En exclusivité sur le site Web de l'équipe Qualité éducative des services de garde et petite enfance, voici une lettre ouverte au sujet des maternelles 4 ans à temps plein pour les enfants de milieux défavorisés. Est-ce le meilleur contexte éducatif pour répondre aux besoins de ces enfants? Les signataires de cette lettre sont dix-sept professeurs-chercheurs qui font des recherches en petite enfance et en éducation préscolaire issus de cinq disciplines (éducation, kinanthropologie, psychologie, psychoéducation et économie) et de huit universités (UQAM, UQO, UQAR, Université Laval, Université de Montréal, Université de Sherbrooke, Université Concordia et Université de Toronto).

 

De quoi les enfants de 4 ans ont-ils besoin ?

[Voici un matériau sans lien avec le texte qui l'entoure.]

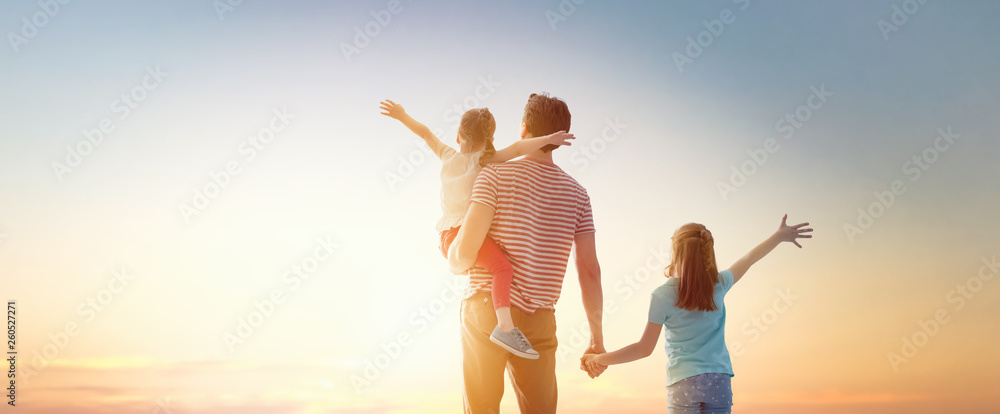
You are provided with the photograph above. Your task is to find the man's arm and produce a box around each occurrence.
[573,233,605,354]
[489,131,576,163]
[448,202,496,274]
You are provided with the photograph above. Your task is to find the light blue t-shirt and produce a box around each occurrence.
[649,270,734,385]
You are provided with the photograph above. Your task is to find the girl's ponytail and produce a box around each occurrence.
[667,223,719,311]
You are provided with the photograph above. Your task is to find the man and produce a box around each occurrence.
[449,94,605,414]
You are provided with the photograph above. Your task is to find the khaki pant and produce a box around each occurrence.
[461,292,558,414]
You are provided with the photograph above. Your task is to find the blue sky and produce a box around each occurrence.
[0,0,1000,412]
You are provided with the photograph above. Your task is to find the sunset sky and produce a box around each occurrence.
[0,0,1000,414]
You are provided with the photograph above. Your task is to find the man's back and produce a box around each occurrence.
[466,158,594,313]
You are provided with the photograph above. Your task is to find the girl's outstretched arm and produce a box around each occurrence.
[489,131,576,164]
[729,214,812,283]
[583,322,663,370]
[379,99,448,158]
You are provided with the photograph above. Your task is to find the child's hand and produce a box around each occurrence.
[379,99,406,119]
[580,354,608,378]
[547,131,576,146]
[774,214,812,249]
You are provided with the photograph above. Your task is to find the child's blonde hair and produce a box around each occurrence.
[458,108,497,167]
[666,223,719,311]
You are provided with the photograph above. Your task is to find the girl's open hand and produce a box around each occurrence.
[548,131,576,146]
[379,99,406,119]
[774,214,812,249]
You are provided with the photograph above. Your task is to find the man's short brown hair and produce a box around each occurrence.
[522,92,570,152]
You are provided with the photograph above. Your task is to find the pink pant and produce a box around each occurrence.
[441,226,514,310]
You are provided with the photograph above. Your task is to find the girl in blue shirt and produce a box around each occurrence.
[583,214,812,413]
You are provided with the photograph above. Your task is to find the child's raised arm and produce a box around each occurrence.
[379,99,448,158]
[488,131,576,164]
[729,214,812,283]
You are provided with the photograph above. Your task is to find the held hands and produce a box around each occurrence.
[580,340,608,378]
[546,131,576,147]
[774,214,812,249]
[580,354,608,378]
[379,99,406,119]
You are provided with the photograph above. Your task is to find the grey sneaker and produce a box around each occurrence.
[490,326,538,359]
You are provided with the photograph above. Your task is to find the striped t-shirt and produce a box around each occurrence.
[466,158,594,314]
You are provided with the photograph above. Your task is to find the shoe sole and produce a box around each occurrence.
[490,335,538,359]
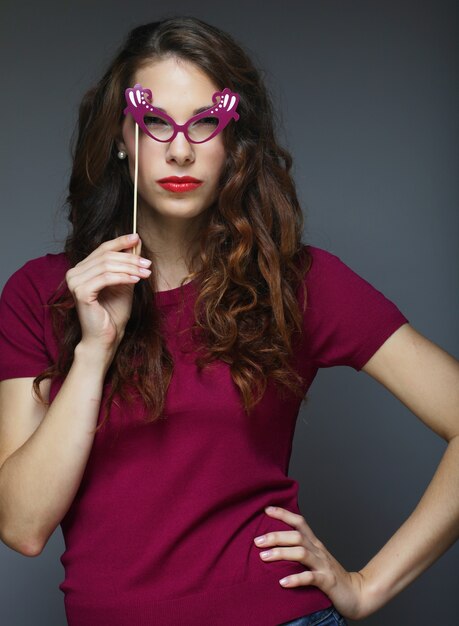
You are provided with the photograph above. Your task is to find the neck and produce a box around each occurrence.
[138,205,203,288]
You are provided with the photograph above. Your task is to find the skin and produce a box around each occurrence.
[254,324,459,620]
[0,53,459,619]
[118,57,226,289]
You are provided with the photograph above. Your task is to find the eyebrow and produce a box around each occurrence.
[154,104,214,117]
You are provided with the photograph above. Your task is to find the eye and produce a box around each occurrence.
[143,115,168,126]
[195,117,218,126]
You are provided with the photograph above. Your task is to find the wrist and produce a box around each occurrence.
[74,341,116,377]
[351,568,389,620]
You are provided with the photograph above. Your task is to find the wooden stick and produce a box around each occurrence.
[132,122,140,254]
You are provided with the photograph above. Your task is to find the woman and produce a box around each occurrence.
[0,18,459,626]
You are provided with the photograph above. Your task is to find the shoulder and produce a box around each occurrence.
[303,245,377,300]
[2,252,70,302]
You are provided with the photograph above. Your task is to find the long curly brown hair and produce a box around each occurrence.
[34,17,310,430]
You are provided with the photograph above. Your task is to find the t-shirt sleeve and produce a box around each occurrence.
[0,261,51,380]
[305,246,409,371]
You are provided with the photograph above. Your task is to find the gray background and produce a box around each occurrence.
[0,0,459,626]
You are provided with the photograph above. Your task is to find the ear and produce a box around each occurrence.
[115,139,126,152]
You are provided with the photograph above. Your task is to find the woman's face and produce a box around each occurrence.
[118,58,226,218]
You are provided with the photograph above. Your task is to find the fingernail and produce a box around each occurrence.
[260,550,272,559]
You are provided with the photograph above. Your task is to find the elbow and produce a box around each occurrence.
[0,529,46,557]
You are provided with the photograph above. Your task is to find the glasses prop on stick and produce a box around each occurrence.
[123,83,243,252]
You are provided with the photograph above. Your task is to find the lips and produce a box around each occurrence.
[156,176,202,184]
[156,176,202,193]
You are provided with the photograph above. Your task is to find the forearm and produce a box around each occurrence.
[0,345,112,555]
[359,437,459,617]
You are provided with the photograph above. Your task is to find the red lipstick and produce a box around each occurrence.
[156,176,202,192]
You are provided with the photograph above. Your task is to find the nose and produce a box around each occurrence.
[166,132,195,165]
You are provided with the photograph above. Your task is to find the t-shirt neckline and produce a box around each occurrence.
[155,280,196,306]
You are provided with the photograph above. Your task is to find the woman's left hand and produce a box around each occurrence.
[254,506,368,619]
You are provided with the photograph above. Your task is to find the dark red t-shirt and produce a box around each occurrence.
[0,246,408,626]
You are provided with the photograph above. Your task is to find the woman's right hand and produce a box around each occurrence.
[65,234,151,356]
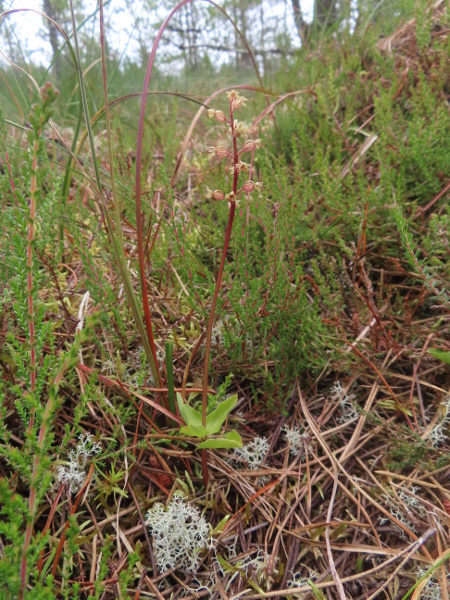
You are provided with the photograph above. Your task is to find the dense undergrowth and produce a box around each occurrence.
[0,3,450,599]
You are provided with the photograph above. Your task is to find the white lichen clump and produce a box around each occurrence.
[331,381,359,423]
[417,568,450,600]
[234,437,270,469]
[283,425,308,456]
[147,494,214,573]
[428,394,450,448]
[57,433,101,494]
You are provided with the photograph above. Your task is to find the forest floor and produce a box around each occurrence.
[0,3,450,600]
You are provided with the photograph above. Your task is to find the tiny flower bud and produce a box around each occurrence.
[214,110,227,123]
[241,140,257,152]
[242,179,255,194]
[216,146,228,158]
[234,160,250,173]
[227,90,247,110]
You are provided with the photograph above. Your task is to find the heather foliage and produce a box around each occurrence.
[0,2,450,600]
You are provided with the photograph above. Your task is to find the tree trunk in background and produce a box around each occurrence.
[43,0,61,82]
[292,0,307,45]
[314,0,338,28]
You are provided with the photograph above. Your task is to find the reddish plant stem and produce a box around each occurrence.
[27,135,41,431]
[202,103,239,487]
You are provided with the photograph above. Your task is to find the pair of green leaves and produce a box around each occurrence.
[177,394,242,450]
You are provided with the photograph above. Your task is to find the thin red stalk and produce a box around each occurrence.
[27,135,41,431]
[135,0,263,384]
[202,103,239,487]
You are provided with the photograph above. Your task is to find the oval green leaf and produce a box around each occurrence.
[206,394,238,435]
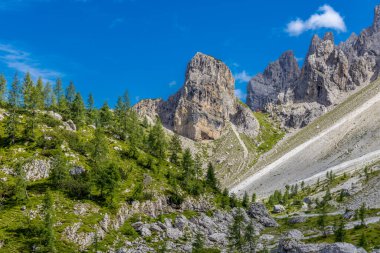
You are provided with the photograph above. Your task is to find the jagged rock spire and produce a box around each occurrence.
[372,5,380,32]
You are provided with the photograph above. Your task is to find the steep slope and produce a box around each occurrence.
[232,77,380,196]
[247,6,380,128]
[135,53,258,141]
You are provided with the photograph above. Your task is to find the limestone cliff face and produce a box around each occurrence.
[135,53,258,140]
[247,6,380,128]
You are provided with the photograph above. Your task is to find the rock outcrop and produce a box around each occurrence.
[247,6,380,128]
[135,53,258,140]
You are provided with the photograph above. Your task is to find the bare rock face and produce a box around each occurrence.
[247,6,380,128]
[247,51,300,110]
[135,53,258,140]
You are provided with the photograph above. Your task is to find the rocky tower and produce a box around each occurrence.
[247,51,300,110]
[247,6,380,127]
[135,53,258,140]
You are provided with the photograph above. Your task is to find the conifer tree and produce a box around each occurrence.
[206,163,219,191]
[169,134,182,165]
[8,73,20,108]
[66,81,76,105]
[182,148,194,180]
[14,162,28,204]
[71,92,86,127]
[87,93,96,124]
[244,221,257,253]
[49,150,69,189]
[0,74,7,106]
[91,127,109,166]
[334,218,347,242]
[54,78,64,104]
[251,193,256,203]
[241,192,249,208]
[32,77,45,110]
[22,72,34,109]
[228,208,244,252]
[99,102,113,128]
[194,152,203,179]
[192,233,205,253]
[358,202,367,226]
[43,82,57,109]
[43,190,57,253]
[148,118,167,159]
[317,206,327,237]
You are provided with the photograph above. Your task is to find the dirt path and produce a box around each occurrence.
[230,93,380,195]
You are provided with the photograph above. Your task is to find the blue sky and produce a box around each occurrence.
[0,0,379,105]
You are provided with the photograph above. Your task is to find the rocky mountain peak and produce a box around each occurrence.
[372,5,380,31]
[247,5,380,127]
[323,32,334,43]
[135,53,258,141]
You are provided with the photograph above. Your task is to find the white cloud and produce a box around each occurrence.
[234,70,252,83]
[168,81,177,87]
[0,44,62,81]
[235,89,247,100]
[286,4,346,36]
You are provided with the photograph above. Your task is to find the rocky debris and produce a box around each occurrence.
[247,6,380,128]
[69,166,86,176]
[63,119,77,131]
[134,53,259,141]
[23,159,51,181]
[273,205,285,213]
[288,216,307,224]
[247,203,278,227]
[74,203,99,216]
[62,222,95,251]
[277,235,366,253]
[47,111,63,121]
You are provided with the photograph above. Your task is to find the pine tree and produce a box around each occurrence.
[206,163,219,191]
[148,118,167,159]
[22,72,34,109]
[57,95,71,119]
[182,148,194,180]
[244,221,257,253]
[0,74,7,106]
[87,93,96,124]
[169,134,182,165]
[359,232,369,250]
[14,162,28,204]
[92,163,120,197]
[194,152,203,179]
[54,78,64,104]
[91,127,109,166]
[99,102,113,128]
[71,92,86,127]
[66,81,77,105]
[43,190,57,253]
[4,106,19,145]
[49,150,69,189]
[32,77,45,110]
[251,193,256,203]
[228,208,244,252]
[334,218,346,242]
[241,192,249,208]
[192,233,205,253]
[8,73,20,109]
[317,206,327,237]
[44,82,57,109]
[221,188,230,208]
[358,202,367,226]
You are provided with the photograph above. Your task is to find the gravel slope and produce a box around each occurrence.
[231,82,380,197]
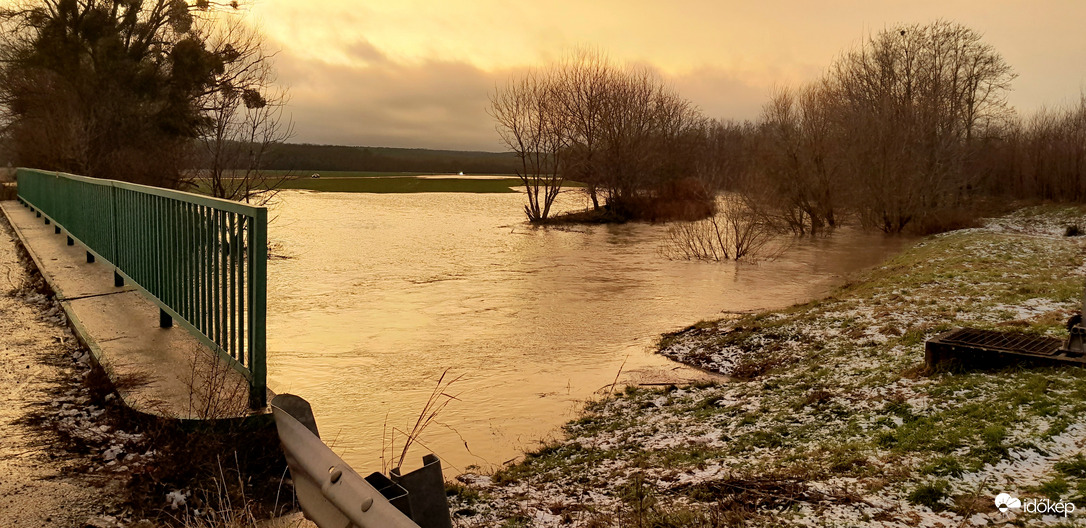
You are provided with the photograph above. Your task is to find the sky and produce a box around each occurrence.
[247,0,1086,151]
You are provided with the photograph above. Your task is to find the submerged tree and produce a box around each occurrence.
[491,51,714,222]
[491,71,568,222]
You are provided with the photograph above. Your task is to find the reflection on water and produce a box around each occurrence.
[268,191,900,474]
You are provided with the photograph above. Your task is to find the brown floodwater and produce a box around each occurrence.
[268,191,902,475]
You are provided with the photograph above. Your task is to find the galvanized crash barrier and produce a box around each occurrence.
[924,280,1086,368]
[272,394,453,528]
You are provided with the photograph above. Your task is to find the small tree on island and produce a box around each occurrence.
[490,71,568,222]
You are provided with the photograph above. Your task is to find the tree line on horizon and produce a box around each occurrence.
[491,21,1086,234]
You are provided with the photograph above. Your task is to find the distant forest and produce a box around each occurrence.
[243,143,519,174]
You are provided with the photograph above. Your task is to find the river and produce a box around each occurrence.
[267,191,901,475]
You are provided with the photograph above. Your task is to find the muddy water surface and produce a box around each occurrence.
[268,191,902,474]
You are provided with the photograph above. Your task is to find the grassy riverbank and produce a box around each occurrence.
[454,208,1086,527]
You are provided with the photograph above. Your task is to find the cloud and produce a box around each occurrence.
[279,48,505,151]
[279,51,769,151]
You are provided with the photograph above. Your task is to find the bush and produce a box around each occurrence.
[909,479,950,512]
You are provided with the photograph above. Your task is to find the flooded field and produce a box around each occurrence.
[268,191,901,474]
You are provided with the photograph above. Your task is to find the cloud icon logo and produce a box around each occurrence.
[996,493,1022,513]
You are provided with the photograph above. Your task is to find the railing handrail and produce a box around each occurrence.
[36,167,267,216]
[16,168,267,408]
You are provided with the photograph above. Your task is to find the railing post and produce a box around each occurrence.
[248,208,268,408]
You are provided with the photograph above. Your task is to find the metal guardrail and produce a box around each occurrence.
[272,394,421,528]
[16,168,267,408]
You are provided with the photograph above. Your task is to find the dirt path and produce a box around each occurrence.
[0,217,121,528]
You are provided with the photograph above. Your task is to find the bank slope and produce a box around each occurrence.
[453,208,1086,526]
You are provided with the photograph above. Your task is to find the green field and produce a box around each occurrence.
[280,174,520,193]
[192,171,521,193]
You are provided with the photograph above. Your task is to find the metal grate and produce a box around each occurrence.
[939,328,1063,355]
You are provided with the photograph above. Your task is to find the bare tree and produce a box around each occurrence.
[760,83,845,235]
[195,17,293,204]
[660,193,778,262]
[830,22,1014,232]
[491,51,712,222]
[490,71,569,222]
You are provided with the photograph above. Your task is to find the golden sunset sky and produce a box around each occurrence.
[248,0,1086,151]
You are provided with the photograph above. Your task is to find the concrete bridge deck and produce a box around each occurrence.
[0,201,266,419]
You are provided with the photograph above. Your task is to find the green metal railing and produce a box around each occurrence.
[16,168,267,408]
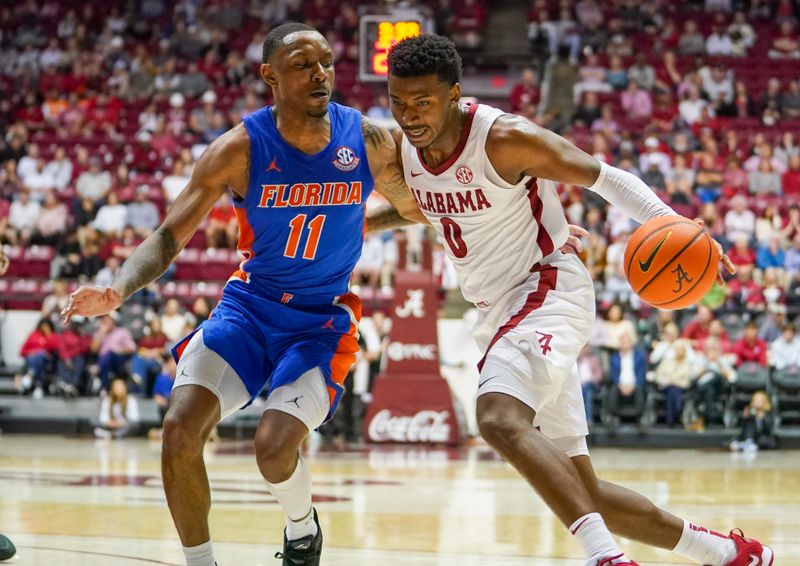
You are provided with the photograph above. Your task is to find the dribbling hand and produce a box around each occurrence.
[61,286,122,324]
[694,218,736,286]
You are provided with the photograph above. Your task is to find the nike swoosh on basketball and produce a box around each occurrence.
[639,231,672,273]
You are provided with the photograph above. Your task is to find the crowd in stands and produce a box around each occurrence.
[0,0,800,440]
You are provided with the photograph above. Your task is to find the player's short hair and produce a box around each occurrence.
[261,22,319,63]
[389,34,461,85]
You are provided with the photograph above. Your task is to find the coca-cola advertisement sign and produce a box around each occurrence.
[367,409,450,443]
[364,271,463,446]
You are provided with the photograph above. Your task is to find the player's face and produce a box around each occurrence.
[388,74,461,148]
[261,31,334,118]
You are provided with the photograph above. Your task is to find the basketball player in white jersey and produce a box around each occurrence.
[368,35,773,566]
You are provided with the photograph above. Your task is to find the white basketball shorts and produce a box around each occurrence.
[475,251,595,457]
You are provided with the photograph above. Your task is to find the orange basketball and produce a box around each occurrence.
[625,216,719,309]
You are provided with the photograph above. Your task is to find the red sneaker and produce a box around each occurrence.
[726,529,775,566]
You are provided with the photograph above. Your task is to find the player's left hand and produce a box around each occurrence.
[694,218,736,285]
[559,224,589,255]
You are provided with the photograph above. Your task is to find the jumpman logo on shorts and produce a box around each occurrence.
[265,157,283,173]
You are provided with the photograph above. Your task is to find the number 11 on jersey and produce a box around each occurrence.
[283,214,325,259]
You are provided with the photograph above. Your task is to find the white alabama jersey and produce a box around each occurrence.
[402,104,568,308]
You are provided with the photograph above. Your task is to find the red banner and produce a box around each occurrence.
[364,271,464,445]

Auteurs : Nathalie Bigras, Liesette Brunson, Geneviève Cadoret, Gilles Cantin et Annie Charron (UQAM), Caroline Bouchard et Pierre Pagé (Université Laval), Sylvain Coutu, Claude Normand et Geneviève Tardif (UQO), Gordon Cleveland (Université de Toronto), Monica Boudreau et Rakia Laroui (UQAR), Isabelle Montésinos-Gelet (Université de Montréal), Hélène Larouche et Julie Myre Bisaillon (Université de Sherbooke), Harriet Petrakos (Université Concordia)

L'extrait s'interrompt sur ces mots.